Celebrated on November 1st, Samhain (pronounced Sow-ween) marked the end of summer and the beginning of the cold season that symbolized death. It was New Year’s for the Celts. Who were the Celts? If you know Irish and Scottish history then you know about the Celts and Celtic heritage. However, the Celts were a fierce and expansive tribe that ruled over all of Europe and into modern day Turkey. They were vanquished by the Roman Empire and ended up only ruling over modern day Britain and Ireland until the end of the Roman Empire when it ruled over modern day Britain several centuries after the collapse of the Celtic Empire.
The Celts in modern day Ireland, Britain, and France celebrated Samhain. They believed on the night of the thirty-first of October the spirits of the dead return to Earth. They looked to Druids, Celtic priests and priestesses, to predict the future for them. The Druids built big bonfires and burned cattle alive as well as burning crops in sacrifice to the Celtic gods and goddesses. Those poor animals! The ancient Celts wore animal skins and tried telling each other’s fortunes around the bonfires of animal torture. Samhain definitely sounds like a party we wouldn’t not attend nowadays, but in ancient times people’s morality was very different and they felt animal sacrifice was necessary as they didn’t understand the science behind weather patterns.
After the celebration, they used embers from the sacred bonfire to relight their hearth fires, which they had extinguished earlier, as a means of protection from the cold. In 43 AD, the Roman Empire conquered modern day Great Britain and France where the ancient Celts practiced Samhain. They brought in their own holiday, Pomona, which introduced apples and possibly the very first game of bobbing for apples.

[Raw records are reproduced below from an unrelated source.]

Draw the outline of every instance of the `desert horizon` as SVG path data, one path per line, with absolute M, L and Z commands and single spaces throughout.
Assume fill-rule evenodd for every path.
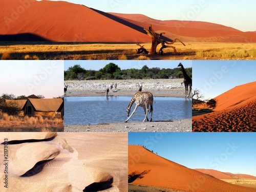
M 212 176 L 208 169 L 205 170 L 205 174 L 189 168 L 162 158 L 142 146 L 130 144 L 128 150 L 130 184 L 179 191 L 256 191 L 255 183 L 250 187 L 230 184 Z M 221 173 L 217 170 L 216 173 L 217 175 Z M 251 178 L 255 181 L 253 177 Z
M 206 102 L 192 108 L 193 132 L 254 132 L 256 81 L 238 86 L 213 98 L 216 106 Z M 195 102 L 195 101 L 194 101 Z
M 139 13 L 106 12 L 64 1 L 30 2 L 27 9 L 18 0 L 12 4 L 6 1 L 2 7 L 5 18 L 0 23 L 3 26 L 0 29 L 2 59 L 254 59 L 256 57 L 254 31 L 243 32 L 205 21 L 172 19 L 170 16 L 169 19 L 161 20 Z M 13 6 L 26 10 L 15 19 L 11 17 Z M 47 10 L 52 11 L 45 14 Z M 43 25 L 38 26 L 38 23 Z M 156 52 L 151 52 L 152 36 L 147 31 L 151 29 L 160 35 L 162 43 L 163 40 L 173 43 L 172 46 L 166 44 L 165 48 L 159 45 Z M 229 48 L 223 51 L 227 44 Z M 143 47 L 144 44 L 148 45 Z M 143 53 L 150 54 L 140 52 L 140 46 L 146 50 Z M 160 55 L 161 50 L 163 53 Z

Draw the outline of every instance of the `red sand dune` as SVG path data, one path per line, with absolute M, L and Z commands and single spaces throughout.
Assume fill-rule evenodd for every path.
M 168 39 L 186 41 L 256 42 L 256 33 L 203 22 L 159 20 L 145 15 L 109 14 L 63 1 L 5 0 L 1 4 L 0 40 L 32 34 L 27 40 L 150 42 L 143 28 L 152 24 Z M 170 18 L 171 19 L 171 18 Z M 24 35 L 17 38 L 24 38 Z M 39 39 L 39 40 L 38 40 Z
M 210 175 L 219 179 L 232 179 L 236 178 L 238 176 L 244 179 L 256 179 L 256 177 L 247 174 L 234 174 L 231 173 L 221 172 L 217 170 L 204 168 L 195 168 L 195 170 Z
M 138 145 L 128 146 L 128 174 L 133 184 L 183 191 L 256 191 L 186 167 Z
M 237 86 L 214 99 L 214 112 L 192 117 L 193 131 L 255 131 L 256 81 Z

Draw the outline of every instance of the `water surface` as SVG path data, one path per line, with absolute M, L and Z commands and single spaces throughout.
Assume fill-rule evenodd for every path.
M 65 125 L 94 124 L 124 122 L 125 111 L 132 96 L 67 97 L 65 100 Z M 133 105 L 130 114 L 134 110 Z M 191 118 L 191 100 L 183 98 L 154 97 L 153 120 L 163 121 Z M 150 119 L 151 114 L 147 117 Z M 129 122 L 142 121 L 144 110 L 139 106 Z

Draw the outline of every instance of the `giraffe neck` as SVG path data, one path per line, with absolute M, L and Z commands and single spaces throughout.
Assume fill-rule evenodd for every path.
M 133 98 L 132 99 L 132 100 L 131 100 L 130 103 L 129 103 L 129 105 L 128 105 L 128 109 L 131 109 L 131 108 L 132 108 L 132 106 L 133 106 L 133 104 L 134 102 L 135 102 L 135 101 L 136 100 L 136 98 L 135 97 L 135 95 L 134 95 L 133 97 Z
M 184 69 L 183 66 L 181 66 L 181 69 L 182 70 L 182 73 L 183 73 L 183 77 L 184 79 L 190 79 L 190 78 L 186 73 L 186 71 L 185 71 L 185 69 Z

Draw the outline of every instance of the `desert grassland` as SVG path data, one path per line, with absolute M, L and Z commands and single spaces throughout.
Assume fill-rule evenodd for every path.
M 13 44 L 10 42 L 0 45 L 2 59 L 51 59 L 51 60 L 126 60 L 126 59 L 209 59 L 254 60 L 256 59 L 256 43 L 184 42 L 163 49 L 164 54 L 148 55 L 137 53 L 139 48 L 136 43 L 72 43 L 50 42 Z M 148 51 L 151 42 L 139 42 Z M 158 45 L 157 51 L 161 48 Z
M 155 187 L 142 185 L 128 184 L 128 191 L 147 192 L 147 191 L 165 191 L 165 192 L 184 192 L 180 190 L 167 189 L 163 187 Z
M 0 115 L 0 132 L 63 132 L 63 129 L 61 118 Z
M 239 182 L 237 182 L 237 179 L 221 179 L 221 180 L 226 182 L 229 183 L 237 184 L 239 185 L 249 187 L 251 188 L 256 188 L 256 180 L 243 179 L 241 179 Z

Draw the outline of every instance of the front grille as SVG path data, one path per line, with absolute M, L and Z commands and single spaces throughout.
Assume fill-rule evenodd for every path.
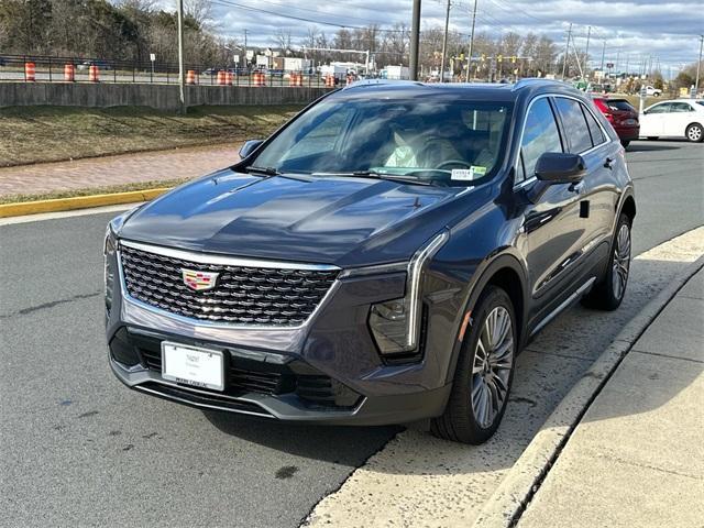
M 172 314 L 232 324 L 298 326 L 328 293 L 338 271 L 200 264 L 121 248 L 131 297 Z M 183 270 L 219 273 L 213 289 L 195 292 Z

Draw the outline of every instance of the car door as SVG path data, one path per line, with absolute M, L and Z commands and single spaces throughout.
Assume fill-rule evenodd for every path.
M 546 152 L 564 152 L 564 148 L 552 103 L 547 96 L 539 96 L 531 101 L 522 125 L 516 165 L 517 193 L 530 193 L 541 184 L 535 169 Z M 560 298 L 565 297 L 565 292 L 570 293 L 568 274 L 581 239 L 579 201 L 579 186 L 556 184 L 522 211 L 518 244 L 526 255 L 530 280 L 529 324 L 543 319 Z
M 574 276 L 583 277 L 608 255 L 618 201 L 613 170 L 622 147 L 609 140 L 582 101 L 558 96 L 554 103 L 566 151 L 581 155 L 586 166 L 580 183 L 580 241 L 573 261 Z
M 640 116 L 640 135 L 646 138 L 664 135 L 664 119 L 669 111 L 669 102 L 659 102 L 648 107 Z
M 670 111 L 666 114 L 662 135 L 683 138 L 686 127 L 694 120 L 694 108 L 684 101 L 670 103 Z

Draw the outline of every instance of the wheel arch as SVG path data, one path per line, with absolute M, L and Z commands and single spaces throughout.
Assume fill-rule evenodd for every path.
M 528 315 L 528 278 L 521 261 L 510 252 L 502 253 L 488 262 L 482 271 L 477 272 L 477 278 L 473 279 L 468 288 L 469 295 L 464 301 L 460 328 L 457 331 L 457 339 L 452 350 L 452 360 L 448 369 L 448 381 L 452 380 L 460 349 L 471 331 L 471 314 L 476 306 L 482 293 L 487 286 L 498 286 L 506 292 L 514 305 L 516 316 L 516 331 L 518 332 L 518 346 L 520 351 L 524 340 L 527 337 L 526 322 Z M 468 319 L 469 317 L 469 319 Z

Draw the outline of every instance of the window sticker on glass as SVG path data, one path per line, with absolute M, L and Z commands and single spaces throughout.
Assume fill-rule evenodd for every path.
M 486 167 L 472 165 L 470 168 L 453 168 L 450 179 L 454 179 L 455 182 L 470 182 L 481 178 L 485 174 Z

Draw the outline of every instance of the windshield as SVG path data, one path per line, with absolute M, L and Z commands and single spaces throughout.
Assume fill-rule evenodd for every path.
M 509 114 L 508 103 L 323 100 L 250 165 L 279 173 L 476 185 L 501 165 Z

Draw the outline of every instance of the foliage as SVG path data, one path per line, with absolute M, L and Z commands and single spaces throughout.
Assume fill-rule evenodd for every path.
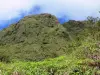
M 1 75 L 99 75 L 100 19 L 27 16 L 0 31 L 0 61 Z

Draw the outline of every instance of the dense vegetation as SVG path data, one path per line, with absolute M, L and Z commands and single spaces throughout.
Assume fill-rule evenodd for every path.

On May 13, 609 AD Pope Boniface IV moved all Saint Days, then known as All Martyrs Day, from May 13th to November 1st. Over the next four hundred years the Christian Church replaced Samhain in order to wipe out the belief of Celtic deities. In 1000 AD, All Souls Day was created to be celebrated on November 2nd, which incorporated bonfires, parades, and costumes as saints, devils, or angels. Around 1000 AD Samhain started to be called All Hallow’s Eve and then Halloween.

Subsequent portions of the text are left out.